The Arts & Humanities Colloquium Series. Talking Arts. Seeing Ideas.

Join us for a REFLECTIVE and INTELLECTUALLY ENGAGING series of faculty presentation followed by discussions and accompanied by refreshments!

Since its beginning in 2009, the presentations of the Arts and Humanities Colloquium have engendered conversations about ideas among members of the Arts and Humanities Faculty and their communities both at VIU and in the mid-Island region. Our presenters have shown how important the arts and humanities are to understanding today’s world.

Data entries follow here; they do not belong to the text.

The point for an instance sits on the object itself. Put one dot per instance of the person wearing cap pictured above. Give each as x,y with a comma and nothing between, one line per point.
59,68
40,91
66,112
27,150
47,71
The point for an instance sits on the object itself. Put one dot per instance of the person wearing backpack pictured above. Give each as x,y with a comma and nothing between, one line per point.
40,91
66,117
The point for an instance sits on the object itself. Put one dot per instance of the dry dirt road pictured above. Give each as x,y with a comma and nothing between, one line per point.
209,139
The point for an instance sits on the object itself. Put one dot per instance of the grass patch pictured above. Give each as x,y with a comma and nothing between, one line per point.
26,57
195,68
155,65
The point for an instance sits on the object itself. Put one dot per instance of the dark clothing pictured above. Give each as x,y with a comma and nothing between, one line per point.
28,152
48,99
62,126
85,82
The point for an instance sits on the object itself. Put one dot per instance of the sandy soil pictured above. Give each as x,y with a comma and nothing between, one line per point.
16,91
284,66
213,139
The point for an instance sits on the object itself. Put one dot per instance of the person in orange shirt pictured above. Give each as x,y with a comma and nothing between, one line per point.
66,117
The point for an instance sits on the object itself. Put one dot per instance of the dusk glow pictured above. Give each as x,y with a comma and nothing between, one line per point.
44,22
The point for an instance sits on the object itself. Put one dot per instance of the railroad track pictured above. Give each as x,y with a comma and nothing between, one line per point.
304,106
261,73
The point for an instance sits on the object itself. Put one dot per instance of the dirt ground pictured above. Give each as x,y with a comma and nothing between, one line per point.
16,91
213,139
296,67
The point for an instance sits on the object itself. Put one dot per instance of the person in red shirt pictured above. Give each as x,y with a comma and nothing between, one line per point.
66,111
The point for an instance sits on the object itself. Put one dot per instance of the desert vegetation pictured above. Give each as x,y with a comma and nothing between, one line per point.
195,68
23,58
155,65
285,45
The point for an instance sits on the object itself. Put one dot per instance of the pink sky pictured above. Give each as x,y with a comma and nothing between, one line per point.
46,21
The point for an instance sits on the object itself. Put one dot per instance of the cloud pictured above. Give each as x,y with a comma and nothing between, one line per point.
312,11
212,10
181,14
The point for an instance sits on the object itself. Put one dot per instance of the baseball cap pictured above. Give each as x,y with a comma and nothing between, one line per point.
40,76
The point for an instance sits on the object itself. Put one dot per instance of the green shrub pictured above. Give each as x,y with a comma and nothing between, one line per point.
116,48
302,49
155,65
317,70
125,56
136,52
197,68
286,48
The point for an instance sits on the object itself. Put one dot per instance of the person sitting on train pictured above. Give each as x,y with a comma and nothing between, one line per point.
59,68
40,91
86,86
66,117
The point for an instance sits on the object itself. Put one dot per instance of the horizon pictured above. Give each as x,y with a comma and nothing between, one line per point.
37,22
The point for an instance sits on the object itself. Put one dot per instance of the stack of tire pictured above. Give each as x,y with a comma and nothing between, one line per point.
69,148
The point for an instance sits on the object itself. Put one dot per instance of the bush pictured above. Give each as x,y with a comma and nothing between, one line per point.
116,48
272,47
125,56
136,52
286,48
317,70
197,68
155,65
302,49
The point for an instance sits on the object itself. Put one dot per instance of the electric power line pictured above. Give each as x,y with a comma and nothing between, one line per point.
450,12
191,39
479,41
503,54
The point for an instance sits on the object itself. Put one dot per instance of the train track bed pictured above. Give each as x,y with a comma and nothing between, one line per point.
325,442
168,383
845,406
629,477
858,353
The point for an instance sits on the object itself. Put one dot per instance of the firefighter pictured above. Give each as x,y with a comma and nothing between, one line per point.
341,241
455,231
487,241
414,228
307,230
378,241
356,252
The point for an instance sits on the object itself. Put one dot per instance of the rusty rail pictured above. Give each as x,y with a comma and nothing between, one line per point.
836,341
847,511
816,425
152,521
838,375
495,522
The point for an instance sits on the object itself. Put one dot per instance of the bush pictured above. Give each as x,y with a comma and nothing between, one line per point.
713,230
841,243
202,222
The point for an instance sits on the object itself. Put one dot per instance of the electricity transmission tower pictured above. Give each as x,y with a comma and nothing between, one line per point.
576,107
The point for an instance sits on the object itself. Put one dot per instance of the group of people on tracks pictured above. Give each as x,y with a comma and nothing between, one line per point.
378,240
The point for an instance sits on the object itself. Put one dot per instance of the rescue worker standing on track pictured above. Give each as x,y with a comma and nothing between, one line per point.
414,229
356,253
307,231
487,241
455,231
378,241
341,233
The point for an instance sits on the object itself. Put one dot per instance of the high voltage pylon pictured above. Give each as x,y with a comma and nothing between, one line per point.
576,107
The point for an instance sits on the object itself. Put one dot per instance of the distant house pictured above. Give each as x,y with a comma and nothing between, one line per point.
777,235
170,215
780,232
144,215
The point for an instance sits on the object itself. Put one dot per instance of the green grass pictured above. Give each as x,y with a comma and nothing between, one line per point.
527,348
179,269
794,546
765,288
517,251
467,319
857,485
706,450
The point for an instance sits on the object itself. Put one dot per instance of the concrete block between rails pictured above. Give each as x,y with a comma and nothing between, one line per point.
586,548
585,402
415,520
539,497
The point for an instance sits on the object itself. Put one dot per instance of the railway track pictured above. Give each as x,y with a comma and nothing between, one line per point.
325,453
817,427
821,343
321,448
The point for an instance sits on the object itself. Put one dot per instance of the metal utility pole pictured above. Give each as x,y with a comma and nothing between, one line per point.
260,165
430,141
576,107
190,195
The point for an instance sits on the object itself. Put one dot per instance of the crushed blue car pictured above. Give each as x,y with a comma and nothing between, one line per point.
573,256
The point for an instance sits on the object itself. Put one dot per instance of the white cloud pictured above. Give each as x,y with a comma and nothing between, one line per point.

We are delighted to share our scholarly and creative work with our audiences and invite you to join us.  Spring 2018 Colloquium Series Poster

All presentations take place from 10 to 11:30 am in the Malaspina Theatre on the Nanaimo campus. Courtesy parking is available. Come anytime after 9:30 am for coffee and snacks!

Spring 2018


Writing Sonnet’s Shakespeare: A Poet Overwrites The Bard 

January 26, 2018

Sonnet L’Abbé, Creative Writing Department

What if a woman of colour took Shakespeare’s place? Letter by letter, Sonnet L’Abbé has settled her own language into the white space of Shakespeare’s poems. Her current work is intent on overwhelming the original text and effectively erasing Shakespeare’s voice by assimilating his words into hers. L’Abbé’s process grappled with her own Black identity and settler privilege, and offers no easy resolutions.

The Importance of Being Seamus: Heaney as Local and Global Poet

February 16, 2018

Timothy Brownlow, English Department

Irish poet Seamus Heaney reached a huge audience at a time when respect for poetry seemed to be waning. Drawing on his personal memories of working with the young Heaney, Timothy Brownlow will evaluate Heaney’s place in English-language poetry, and set his work in the context of his Irish background, his international reputation, and his significant achievement. 


A Tale of Two Playwrights: Writing Across Culture and Gender

March 23, 2018

Nelson Gray, English Department

What happens when two playwrights from differing cultures and genders investigate racism and misogyny in the same small B.C. mill town? Nelson Gray will explain the traumatic event that sparked his play and the turn of events that led to his cross-cultural collaboration with Métis playwright Marie Clements. Readings from the recently-published plays, Gray's Talker's Town and Clements' The Girl Who Swam Forever, will reveal the surprising results.